The circle originates through spherical compression. Both circle and sphere demonstrate a dual function as individual unit and unity simultaneously. The non-differentiation of spherical surface is transformed by a right angle movement to the direction of an centrifugally expanding circle that reveals a triunity of three circles
The image shows one circle where as the 3-D circle shows three circles, one on each side and a circle ring. (Think of an extremely flattened cylinder.) There are two edges where the three planes meet. There is an inside volume and an outside space. Three planes, two edges, two spaces; (3+2+2=7.)
The circle is a triunity of three interdependent circles that can not be separated one without the other. In order to conceptually take them apart unity is destroyed, being left with three abstracted, isolated, and imaginary units. The association of three anythings is a structural pattern and reflects unity. All number of units will never equal unity, for unity is always singular. Units is always plural and infinite in number. Three is the first active number and seven is the most possible associations of three.
One set of three (ABC)
Three sets of each individually (A) (B) (C)

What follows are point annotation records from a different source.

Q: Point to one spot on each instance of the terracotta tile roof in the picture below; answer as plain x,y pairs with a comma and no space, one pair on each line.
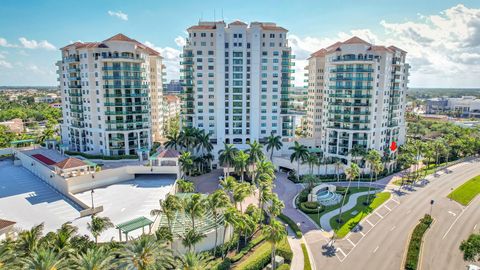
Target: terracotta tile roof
70,163
168,153
6,223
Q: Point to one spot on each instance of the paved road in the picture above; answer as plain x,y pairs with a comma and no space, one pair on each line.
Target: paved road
384,246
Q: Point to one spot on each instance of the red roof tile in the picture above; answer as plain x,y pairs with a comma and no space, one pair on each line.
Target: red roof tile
70,163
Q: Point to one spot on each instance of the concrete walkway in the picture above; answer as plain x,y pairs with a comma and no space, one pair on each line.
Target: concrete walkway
352,201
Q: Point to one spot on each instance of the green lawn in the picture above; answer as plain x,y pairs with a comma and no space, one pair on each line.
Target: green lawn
329,208
363,211
465,193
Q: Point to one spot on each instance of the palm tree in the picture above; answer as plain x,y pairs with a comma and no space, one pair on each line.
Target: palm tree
191,238
240,192
185,186
194,207
169,208
98,225
44,259
274,143
274,233
95,258
186,163
194,261
351,173
217,202
300,153
29,241
226,156
173,140
241,163
146,253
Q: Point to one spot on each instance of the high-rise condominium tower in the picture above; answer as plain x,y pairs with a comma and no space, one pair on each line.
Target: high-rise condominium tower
356,96
236,81
111,96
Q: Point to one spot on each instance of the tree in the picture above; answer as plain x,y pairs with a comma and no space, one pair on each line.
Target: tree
191,238
146,253
240,192
95,258
194,261
274,233
351,173
273,143
471,248
194,207
98,225
300,154
226,156
241,163
186,163
217,202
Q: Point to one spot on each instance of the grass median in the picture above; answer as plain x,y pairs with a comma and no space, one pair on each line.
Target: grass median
465,193
361,211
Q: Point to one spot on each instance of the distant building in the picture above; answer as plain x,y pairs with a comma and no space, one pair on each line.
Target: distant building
466,106
14,125
173,87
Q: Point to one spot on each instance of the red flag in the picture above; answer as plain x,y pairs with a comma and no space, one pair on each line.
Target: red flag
393,146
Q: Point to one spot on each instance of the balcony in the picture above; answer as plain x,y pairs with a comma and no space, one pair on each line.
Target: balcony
126,95
126,112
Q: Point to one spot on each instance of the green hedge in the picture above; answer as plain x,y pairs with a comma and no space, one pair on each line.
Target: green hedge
306,258
415,244
70,153
308,210
291,224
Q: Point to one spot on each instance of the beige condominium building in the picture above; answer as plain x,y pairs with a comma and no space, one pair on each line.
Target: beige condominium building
356,96
236,79
111,96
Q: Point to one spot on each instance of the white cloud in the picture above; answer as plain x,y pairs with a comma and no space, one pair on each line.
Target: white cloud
4,43
118,14
443,49
171,59
33,44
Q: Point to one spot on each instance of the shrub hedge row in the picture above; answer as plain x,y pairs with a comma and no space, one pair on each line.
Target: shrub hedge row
416,242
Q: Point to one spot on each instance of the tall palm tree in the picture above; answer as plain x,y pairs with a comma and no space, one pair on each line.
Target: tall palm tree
44,259
146,253
226,156
191,237
194,207
194,261
351,173
300,154
29,241
241,163
274,143
98,225
169,208
274,233
186,163
217,202
173,140
95,258
240,192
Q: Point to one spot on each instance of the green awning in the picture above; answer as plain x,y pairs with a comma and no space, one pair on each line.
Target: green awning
23,141
133,224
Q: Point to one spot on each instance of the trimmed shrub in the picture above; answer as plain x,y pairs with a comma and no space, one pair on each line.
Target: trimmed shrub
291,224
415,244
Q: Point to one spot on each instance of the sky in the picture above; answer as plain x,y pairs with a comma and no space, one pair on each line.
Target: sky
442,37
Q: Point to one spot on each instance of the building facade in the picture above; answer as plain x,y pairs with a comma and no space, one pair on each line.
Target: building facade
236,80
356,96
111,96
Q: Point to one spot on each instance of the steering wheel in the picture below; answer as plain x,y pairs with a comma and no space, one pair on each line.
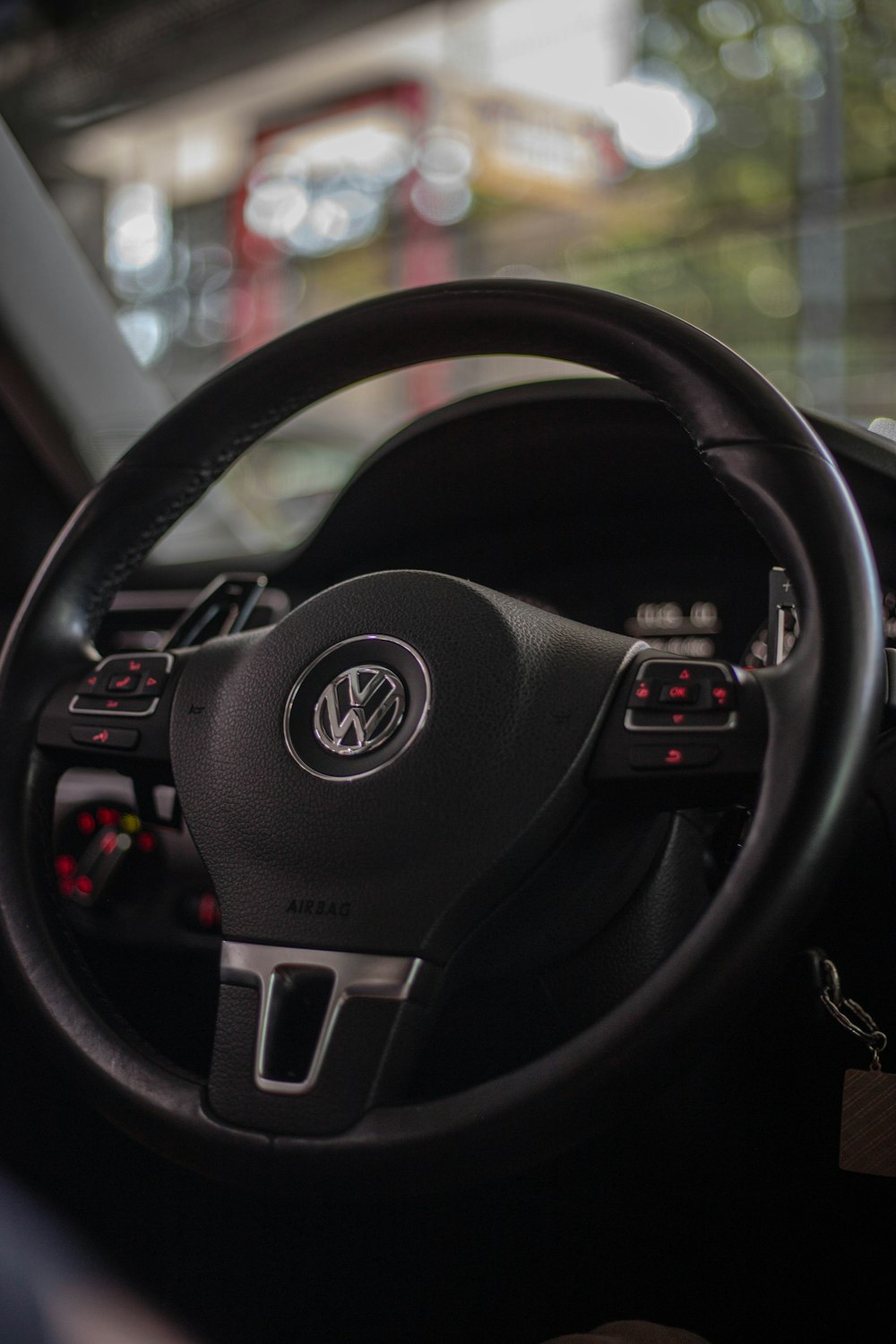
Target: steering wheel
374,777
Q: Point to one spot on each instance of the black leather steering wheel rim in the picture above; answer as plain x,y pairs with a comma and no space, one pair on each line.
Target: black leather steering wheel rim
823,709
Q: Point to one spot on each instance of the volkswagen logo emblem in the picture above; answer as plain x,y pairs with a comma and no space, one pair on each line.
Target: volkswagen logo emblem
359,710
358,707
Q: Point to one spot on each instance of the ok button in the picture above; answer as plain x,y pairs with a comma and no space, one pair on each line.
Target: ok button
680,693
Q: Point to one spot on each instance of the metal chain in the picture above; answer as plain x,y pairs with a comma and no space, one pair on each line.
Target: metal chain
860,1023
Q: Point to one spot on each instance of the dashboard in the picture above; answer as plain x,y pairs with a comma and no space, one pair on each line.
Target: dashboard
578,495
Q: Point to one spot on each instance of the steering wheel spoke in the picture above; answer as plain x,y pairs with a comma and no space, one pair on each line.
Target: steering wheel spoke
683,733
116,714
308,1039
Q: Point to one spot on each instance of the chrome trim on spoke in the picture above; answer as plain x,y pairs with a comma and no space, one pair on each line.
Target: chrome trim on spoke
357,975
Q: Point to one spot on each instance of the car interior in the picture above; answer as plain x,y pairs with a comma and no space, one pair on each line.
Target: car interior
447,586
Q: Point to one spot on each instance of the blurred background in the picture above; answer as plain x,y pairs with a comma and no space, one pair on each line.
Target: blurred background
236,168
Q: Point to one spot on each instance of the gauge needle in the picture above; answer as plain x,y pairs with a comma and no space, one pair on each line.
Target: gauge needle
101,859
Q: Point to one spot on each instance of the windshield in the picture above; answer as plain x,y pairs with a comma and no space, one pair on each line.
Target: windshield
233,169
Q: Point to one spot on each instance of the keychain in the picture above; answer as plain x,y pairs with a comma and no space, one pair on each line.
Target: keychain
868,1118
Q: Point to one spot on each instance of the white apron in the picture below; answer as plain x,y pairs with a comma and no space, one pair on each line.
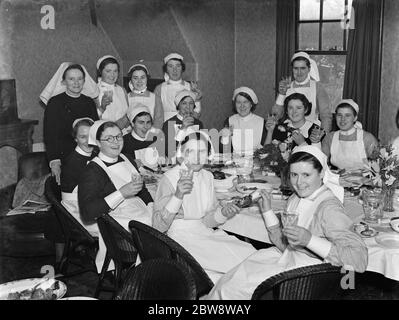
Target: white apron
242,281
247,133
148,101
310,93
215,251
349,155
70,202
130,209
168,93
118,107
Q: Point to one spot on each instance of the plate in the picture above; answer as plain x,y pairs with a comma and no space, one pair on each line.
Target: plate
29,284
360,229
79,298
389,240
249,187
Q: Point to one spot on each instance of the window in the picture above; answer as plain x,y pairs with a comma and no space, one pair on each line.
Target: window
322,32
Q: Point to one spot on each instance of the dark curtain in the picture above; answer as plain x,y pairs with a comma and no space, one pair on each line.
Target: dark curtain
363,62
285,37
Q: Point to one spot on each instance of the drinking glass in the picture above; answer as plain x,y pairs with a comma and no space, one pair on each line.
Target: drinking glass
373,201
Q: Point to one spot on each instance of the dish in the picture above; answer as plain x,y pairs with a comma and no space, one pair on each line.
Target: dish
33,289
364,231
389,240
79,298
249,187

Three combination of sets of two each (AB) (AC) (BC)
Drawing a diameter divides the image in two halves. When folding the circle in half the diameter changes the properties where instead of two semicircles on one plane there are six semi-circle planes; six half circles. While this make no rational sense using a 2-D model, it is observationally logical to the folded circle. The circle remains whole, retaining unity even as folded into six half circles. ( If we decided to count the two edge circles it would change the possible combinations of associations.)
There is no conflict between folding and drawing circles; they are two very different systems; one is an image/idea of the other. Knowing the difference in properties helps clarify some confusion and greatly expands our understanding of the circle. It introduces a new area of dynamic exploration that in no way denies the theoretical or 2-D mathematics that has been developed. There are well over a hundred relationships, functions, and math concepts in this one fold of the circle into six halves. This is not to suggest one is better than the other, but rather to understand the difference and benefits of both folding and drawing circles and the connections between them. We know the value of drawing circles but there is no precedent for folding the circle and that means we have no experience or understanding about it. Only through the direct experience of folding will we understand the difference.

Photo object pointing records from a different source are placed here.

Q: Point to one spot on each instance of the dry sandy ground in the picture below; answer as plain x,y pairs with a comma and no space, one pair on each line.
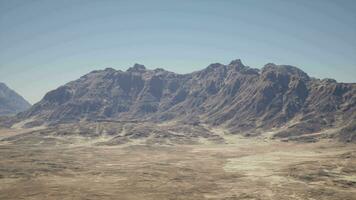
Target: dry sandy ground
244,168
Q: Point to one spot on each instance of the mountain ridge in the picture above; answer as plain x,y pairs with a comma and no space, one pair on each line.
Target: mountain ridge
11,102
235,96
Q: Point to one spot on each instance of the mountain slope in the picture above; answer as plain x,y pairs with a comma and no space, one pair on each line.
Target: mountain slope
235,96
10,102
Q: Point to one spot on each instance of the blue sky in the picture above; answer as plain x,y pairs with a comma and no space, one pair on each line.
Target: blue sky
46,43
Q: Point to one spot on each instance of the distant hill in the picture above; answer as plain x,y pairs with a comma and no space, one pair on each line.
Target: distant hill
11,103
235,96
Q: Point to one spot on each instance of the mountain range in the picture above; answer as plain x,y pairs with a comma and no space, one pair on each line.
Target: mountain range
11,103
234,96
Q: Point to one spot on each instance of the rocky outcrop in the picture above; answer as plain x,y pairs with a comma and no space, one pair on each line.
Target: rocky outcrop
11,103
235,96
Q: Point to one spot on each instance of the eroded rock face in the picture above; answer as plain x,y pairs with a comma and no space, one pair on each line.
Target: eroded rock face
234,95
11,103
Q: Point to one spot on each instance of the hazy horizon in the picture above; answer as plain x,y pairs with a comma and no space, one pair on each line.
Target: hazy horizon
45,44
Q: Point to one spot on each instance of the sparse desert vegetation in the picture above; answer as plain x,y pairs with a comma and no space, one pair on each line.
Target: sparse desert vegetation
39,166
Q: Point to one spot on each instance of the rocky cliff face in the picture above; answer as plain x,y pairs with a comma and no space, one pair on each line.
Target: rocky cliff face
10,102
235,96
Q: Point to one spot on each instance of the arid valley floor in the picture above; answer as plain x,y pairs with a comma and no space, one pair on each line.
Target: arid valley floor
73,167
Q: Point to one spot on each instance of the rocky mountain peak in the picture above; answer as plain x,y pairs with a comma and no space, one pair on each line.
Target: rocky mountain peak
234,95
137,68
11,102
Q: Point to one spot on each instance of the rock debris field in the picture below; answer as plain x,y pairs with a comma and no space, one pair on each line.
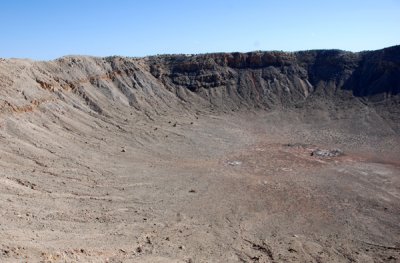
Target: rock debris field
226,157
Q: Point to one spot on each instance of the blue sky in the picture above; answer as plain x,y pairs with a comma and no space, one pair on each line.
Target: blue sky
47,29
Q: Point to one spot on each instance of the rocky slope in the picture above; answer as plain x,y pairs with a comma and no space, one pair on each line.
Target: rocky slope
226,81
227,157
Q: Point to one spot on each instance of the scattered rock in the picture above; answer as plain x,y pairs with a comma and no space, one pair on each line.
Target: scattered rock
327,153
234,163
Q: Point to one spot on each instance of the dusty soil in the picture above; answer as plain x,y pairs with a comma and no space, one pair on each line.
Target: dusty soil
206,158
237,187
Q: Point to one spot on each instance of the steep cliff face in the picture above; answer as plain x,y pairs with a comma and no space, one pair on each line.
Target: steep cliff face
222,80
268,79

Besides the information and the beautiful objects that are revealed by folding, it is fun, interesting and engaging. We have a prejudice of not wanting to have too much fun learning something we have already decided should be difficult; if it is serious we must work at it. We are at our most open to learning when we are having fun and engaged in what holds our interest and simulates curiosity. Long ago we decided that mathematically the circle as image is a symbol for nothing, a place holder to later be replaced by something of value. It is now time to look at the information value of the circle beyond the image and the mechanical advantage we find in using it.

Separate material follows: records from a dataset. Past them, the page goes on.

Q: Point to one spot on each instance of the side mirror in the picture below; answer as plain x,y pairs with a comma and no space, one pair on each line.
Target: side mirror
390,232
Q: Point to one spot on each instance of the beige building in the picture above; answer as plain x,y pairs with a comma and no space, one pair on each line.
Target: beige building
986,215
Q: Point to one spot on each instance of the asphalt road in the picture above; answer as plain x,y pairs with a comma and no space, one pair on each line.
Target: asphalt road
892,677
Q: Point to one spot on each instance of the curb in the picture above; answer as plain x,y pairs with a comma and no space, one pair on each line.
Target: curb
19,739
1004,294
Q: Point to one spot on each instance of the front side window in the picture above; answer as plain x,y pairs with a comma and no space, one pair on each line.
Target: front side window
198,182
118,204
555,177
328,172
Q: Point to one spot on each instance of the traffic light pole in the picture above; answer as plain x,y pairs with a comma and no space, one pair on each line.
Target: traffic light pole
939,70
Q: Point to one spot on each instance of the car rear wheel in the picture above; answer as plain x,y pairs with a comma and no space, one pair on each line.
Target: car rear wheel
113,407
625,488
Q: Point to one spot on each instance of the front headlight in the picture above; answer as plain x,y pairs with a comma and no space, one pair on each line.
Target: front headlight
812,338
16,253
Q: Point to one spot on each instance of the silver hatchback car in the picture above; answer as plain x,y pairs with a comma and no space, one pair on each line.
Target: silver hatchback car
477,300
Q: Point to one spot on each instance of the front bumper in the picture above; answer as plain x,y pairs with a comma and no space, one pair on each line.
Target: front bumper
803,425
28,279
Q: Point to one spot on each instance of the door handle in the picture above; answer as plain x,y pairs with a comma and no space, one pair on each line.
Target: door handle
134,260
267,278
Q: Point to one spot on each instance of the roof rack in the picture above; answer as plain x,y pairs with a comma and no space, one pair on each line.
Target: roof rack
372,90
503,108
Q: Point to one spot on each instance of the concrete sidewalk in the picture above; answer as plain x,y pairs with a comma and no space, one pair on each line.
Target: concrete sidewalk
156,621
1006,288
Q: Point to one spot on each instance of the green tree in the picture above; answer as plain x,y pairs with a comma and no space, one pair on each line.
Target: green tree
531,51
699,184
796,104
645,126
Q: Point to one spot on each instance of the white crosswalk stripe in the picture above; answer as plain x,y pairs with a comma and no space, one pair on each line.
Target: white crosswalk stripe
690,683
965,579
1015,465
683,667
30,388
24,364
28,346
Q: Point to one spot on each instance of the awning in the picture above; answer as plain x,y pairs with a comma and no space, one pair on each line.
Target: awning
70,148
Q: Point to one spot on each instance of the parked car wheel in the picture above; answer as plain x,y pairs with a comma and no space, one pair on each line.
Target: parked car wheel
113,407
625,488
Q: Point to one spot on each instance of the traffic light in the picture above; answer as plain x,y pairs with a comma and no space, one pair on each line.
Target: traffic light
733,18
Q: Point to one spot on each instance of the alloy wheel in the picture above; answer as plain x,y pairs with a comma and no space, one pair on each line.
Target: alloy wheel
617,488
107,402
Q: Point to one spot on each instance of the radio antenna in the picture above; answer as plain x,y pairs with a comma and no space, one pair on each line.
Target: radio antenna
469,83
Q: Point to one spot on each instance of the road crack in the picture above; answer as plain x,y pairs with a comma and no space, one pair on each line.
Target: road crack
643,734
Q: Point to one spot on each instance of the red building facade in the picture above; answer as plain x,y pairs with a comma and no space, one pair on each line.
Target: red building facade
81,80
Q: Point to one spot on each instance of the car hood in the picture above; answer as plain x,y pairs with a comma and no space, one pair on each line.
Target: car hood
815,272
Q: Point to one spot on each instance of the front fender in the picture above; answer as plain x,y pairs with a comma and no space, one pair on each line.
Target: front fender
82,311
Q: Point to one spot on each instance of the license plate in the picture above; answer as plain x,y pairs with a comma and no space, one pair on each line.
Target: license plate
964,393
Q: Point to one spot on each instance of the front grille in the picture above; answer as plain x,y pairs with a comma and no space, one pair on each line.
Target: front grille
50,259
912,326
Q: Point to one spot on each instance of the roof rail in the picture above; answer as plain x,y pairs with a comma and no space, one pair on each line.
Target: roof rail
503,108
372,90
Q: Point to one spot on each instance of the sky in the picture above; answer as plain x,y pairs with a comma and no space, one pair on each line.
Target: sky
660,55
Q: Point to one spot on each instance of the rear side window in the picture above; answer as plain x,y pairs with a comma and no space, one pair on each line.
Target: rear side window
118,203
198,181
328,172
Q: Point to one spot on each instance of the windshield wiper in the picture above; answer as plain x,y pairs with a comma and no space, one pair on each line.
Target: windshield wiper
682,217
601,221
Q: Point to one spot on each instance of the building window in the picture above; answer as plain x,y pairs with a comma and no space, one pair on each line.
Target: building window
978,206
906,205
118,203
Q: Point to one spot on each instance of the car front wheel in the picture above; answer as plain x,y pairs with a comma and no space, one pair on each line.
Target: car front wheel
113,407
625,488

The information and reformation possibilities by folding circles demonstrates we can no longer afford to disregard circle/sphere unity. Because we have not done it before is no reason to continue to ignore it. I am writing these blogs in an attempt to give some understanding about the importance of the circle and that it might possibly simulate you to want to fold the circle and to find out for yourself and discover things there to be observed, and connections to directions not yet seen.